Certaines situations dépassent ce que l’autodiagnostic peut résoudre seul. Vouloir tout gérer dans son coin peut aggraver les choses ou retarder une réponse adaptée.

  • Votre messagerie principale est compromise et vous n’arrivez pas à reprendre la main. Elle est le point de récupération de la plupart de vos autres comptes. Sans elle, les procédures officielles de récupération ne fonctionnent plus. Contactez le support du service par un canal alternatif, depuis un autre compte, par téléphone, en vous déplaçant si nécessaire.
  • Des services bancaires ou financiers sont touchés. Contactez votre établissement sans attendre pour faire surveiller ou bloquer les comptes concernés. La déclaration formelle a aussi une valeur pour d’éventuelles démarches de remboursement. En cas de fraude à la carte bancaire sur internet, la plateforme Perceval permet, dans certains cas, de signaler l’incident en ligne après opposition auprès de la banque.
    • Vous souhaitez déposer plainte pour le piratage d’une boîte mail ou d’un compte de réseau social. La plateforme THESEE (Traitement Harmonisé des Enquêtes et Signalements pour les E-Escroqueries) permet, dans certains cas, de le faire en ligne.
  • L’appareil compromis est professionnel. Informez le responsable informatique avant toute intervention. Une action non coordonnée peut perturber une investigation ou propager la compromission à l’ensemble du réseau.
  • Des données sensibles ont probablement été exposées. Données de santé, documents d’identité, données sur des tiers, leur exposition peut entraîner des obligations de déclaration, notamment auprès de la CNIL pour les professionnels.
  • Vous ne parvenez pas à qualifier l’incident ou à reprendre le contrôle. Le service public 17Cyber propose un diagnostic guidé en ligne pour identifier la situation et orienter vers l’aide adaptée. Cybermalveillance.gouv.fr reste utile pour l’information et l’orientation vers des prestataires référencés.
  • Réduire les risques

    Les mesures qui suivent relèvent de ce qu’on appelle l’hygiène de vie numérique, pas de la garantie absolue. Elles réduisent les surfaces d’attaque les plus fréquemment exploitées, documentées par les incidents traités par Cybermalveillance.gouv.fr et les analyses de vecteurs publiées par les organismes de référence.

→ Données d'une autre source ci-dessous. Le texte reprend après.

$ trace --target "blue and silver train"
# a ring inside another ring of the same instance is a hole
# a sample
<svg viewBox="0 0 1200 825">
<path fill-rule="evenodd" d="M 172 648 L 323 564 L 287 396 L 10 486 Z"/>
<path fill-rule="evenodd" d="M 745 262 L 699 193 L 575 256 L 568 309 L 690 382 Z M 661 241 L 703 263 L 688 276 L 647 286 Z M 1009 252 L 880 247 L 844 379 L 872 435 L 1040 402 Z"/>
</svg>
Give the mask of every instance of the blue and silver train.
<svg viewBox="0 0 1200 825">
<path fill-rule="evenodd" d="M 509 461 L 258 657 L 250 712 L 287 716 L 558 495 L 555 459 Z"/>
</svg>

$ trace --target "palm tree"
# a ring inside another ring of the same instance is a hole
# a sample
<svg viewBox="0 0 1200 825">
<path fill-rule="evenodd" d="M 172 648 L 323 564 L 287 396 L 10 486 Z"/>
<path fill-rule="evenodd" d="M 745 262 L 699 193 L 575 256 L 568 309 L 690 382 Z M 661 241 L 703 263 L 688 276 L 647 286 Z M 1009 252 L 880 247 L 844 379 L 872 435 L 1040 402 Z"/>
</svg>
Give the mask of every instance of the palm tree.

    • Un mot de passe unique par service. C’est la mesure dont l’impact est le plus direct sur les compromissions par réutilisation d’identifiants. Une fuite chez un prestataire ne compromet alors qu’un seul compte. Un gestionnaire de mots de passe rend cette pratique praticable sans effort mnémotechnique.
    • L’authentification à deux facteurs sur les comptes les plus exposés. Messagerie principale, banque, services d’achat au minimum. Une application TOTP est préférable au SMS pour les raisons évoquées plus haut.
    • Les mises à jour système et applicatives. Une part significative des infections exploite des vulnérabilités pour lesquelles un correctif existait déjà au moment de l’attaque. Les mises à jour automatiques ferment ces fenêtres.
    • La vérification des liens avant de cliquer. L’hameçonnage reste le vecteur dominant pour les compromissions de compte. Un courriel qui vous demande de vous reconnecter quelque part, même s’il paraît légitime, mérite d’être vérifié en accédant directement au site par son adresse habituelle, sans passer par le lien fourni.
    • La prudence sur les réseaux Wi-Fi publics. Ces réseaux peuvent faire l’objet d’écoute passive du trafic non chiffré ou de faux points d’accès imitant un réseau légitime. Évitez d’y consulter des services sensibles sans précaution.